Singapore Airlines (SIA) stuck to its position Monday, saying its offer to invest in China Eastern Airlines (CEA) at 3.80 Hong Kong dollars (45 US cents) a share is one that will bring long-term benefits to the Shanghai-based carrier.

SIA's plans to acquire a stake in the struggling Chinese carrier face a potential setback when CEA minority shareholders meet Tuesday to vote on the deal amid growing rumblings the offer price severely undervalues the company.

Air China's parent firm, China National Aviation Corp. (Group) Limited, said Sunday it was ready to pay at least five Hong Kong dollars a share if CEA minority shareholders rejected SIA's offer on Tuesday.

"The strategic partnership proposed by China Eastern, Singapore Airlines and Temasek is a long-term one," said SIA spokesman Stephen Forshaw.

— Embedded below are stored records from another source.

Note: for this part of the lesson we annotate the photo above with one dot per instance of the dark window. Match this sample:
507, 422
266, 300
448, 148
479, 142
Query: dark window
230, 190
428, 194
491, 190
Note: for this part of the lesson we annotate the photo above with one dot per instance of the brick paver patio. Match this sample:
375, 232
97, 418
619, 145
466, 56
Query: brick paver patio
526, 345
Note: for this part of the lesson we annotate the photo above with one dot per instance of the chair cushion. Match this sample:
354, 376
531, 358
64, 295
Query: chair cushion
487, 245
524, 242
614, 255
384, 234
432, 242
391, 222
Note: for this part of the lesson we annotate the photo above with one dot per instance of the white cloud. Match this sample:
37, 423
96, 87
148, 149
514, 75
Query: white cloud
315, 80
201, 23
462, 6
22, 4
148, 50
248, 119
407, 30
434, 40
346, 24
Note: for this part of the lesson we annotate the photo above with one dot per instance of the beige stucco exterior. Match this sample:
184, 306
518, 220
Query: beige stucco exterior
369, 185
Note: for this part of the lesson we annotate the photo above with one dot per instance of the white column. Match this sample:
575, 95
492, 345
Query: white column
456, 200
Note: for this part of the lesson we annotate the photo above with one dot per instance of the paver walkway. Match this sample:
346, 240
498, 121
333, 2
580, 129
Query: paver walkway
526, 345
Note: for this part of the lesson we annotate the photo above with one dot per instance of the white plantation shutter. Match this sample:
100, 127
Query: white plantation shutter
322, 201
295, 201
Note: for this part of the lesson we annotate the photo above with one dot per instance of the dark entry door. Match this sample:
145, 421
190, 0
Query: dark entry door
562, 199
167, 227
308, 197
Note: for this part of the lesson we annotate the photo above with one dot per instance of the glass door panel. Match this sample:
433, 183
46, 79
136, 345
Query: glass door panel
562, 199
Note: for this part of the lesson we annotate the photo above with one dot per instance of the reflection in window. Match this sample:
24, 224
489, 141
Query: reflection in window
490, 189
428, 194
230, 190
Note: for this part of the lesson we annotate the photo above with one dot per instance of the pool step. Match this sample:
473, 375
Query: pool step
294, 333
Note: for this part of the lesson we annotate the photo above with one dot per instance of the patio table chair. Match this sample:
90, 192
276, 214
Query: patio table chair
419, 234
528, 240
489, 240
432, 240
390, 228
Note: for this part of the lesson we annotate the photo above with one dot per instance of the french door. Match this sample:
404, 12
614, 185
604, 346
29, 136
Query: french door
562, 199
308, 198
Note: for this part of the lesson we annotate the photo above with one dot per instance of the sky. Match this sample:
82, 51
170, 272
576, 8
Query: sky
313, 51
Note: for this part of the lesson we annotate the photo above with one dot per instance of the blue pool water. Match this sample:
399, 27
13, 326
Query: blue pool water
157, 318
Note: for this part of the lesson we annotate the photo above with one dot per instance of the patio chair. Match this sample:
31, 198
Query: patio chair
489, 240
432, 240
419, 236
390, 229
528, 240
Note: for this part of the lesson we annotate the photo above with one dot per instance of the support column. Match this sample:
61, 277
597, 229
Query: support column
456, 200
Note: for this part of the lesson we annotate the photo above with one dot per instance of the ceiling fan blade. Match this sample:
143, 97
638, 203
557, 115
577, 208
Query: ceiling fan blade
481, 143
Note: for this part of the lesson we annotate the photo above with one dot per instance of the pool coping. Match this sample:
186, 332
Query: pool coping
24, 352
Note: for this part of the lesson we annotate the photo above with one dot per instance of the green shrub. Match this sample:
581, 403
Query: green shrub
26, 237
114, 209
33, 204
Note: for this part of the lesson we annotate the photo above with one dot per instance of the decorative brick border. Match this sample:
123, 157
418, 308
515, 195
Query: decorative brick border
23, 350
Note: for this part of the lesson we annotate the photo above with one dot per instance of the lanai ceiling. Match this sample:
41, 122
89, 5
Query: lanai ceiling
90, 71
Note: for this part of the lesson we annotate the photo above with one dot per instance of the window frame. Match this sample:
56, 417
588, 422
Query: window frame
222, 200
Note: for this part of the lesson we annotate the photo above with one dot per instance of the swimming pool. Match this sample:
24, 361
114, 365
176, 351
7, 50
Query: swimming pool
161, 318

"It is not a financial trade. Its approval by CEA minority shareholders this week will, in our view, be positive for the prospects of China Eastern's share prices.

"We stand by that proposal. Our position is very clear and we have been consistent on it."

SIA and the Singapore state-linked investment firm Temasek signed a preliminary agreement in September to take a combined 24 percent stake in China Eastern for 923 million US dollars, or 3.80 HK dollars a share.

The deal sparked intense jockeying over China Eastern's fate, with Air China and its strategic partner, Hong Kong-based Cathay Pacific Airlines, subsequently making, and then withdrawing, a counter-offer.

The tussle reflects the intense competition for a piece of the China aviation market, particularly the lucrative Shanghai-Hong Kong routes plied by China Eastern.

Air China's parent firm, which owns about 12 percent of China Eastern's Hong Kong-listed shares, said it also plans to form a strategic partnership with China Eastern Airlines if the Singapore deal falls through.

The parent firm also said last week it intended to reject the Singaporean offer at Tuesday's shareholders' meeting if the bid, which it said undervalued the Chinese airline, was not improved.